Ethanol can only be efficiently produced from very high-energy crops like sugar beets - or even better, sugar cane. Unfortunately most of the land that's being used to grow corn doesn't do very well growing sugar beets, and can't be used to grow sugar cane at all. In fact, the places best suited for both of these crops are in central and south America. That is, places where there aren't any American farmers, nor any representatives in Congress.

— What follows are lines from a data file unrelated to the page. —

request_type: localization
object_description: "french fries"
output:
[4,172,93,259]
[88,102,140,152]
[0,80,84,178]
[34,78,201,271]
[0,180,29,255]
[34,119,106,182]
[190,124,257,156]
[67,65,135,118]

You ever wonder why corn syrup is used as a sugar substitute in so many things, like, for instance, cola drinks? Because Congress, in it's infinite wisdom, outright bans the import of sugar past a certain allowed tonnage each and every year. The sole reason for doing so is to support corn farmers, who'd otherwise lose the corn syrup business to sugar cane farmers in other countries (it takes far less sugar to make something taste sweet than it does corn syrup, and sugar tastes better than corn syrup). It makes no economic sense for the rest of the country, but there you have it - your tax dollars at work in a government protection racket.
These same farmers push for corn-derived ethanol despite the fact that it can never be efficient, nor can it ever be economical for the rest of us - those of us who aren't corn farmers. Ethanol from corn is a bust, but don't expect the government to ever admit to that, or to admit that the only truly productive ethanol will come from places like central or south America, or Hawaii, or perhaps southern Florida. Too many Congresscritters would be out of a job if they ever admitted to that.
Max
My god carries a hammer. Your god died nailed to a tree. Any questions?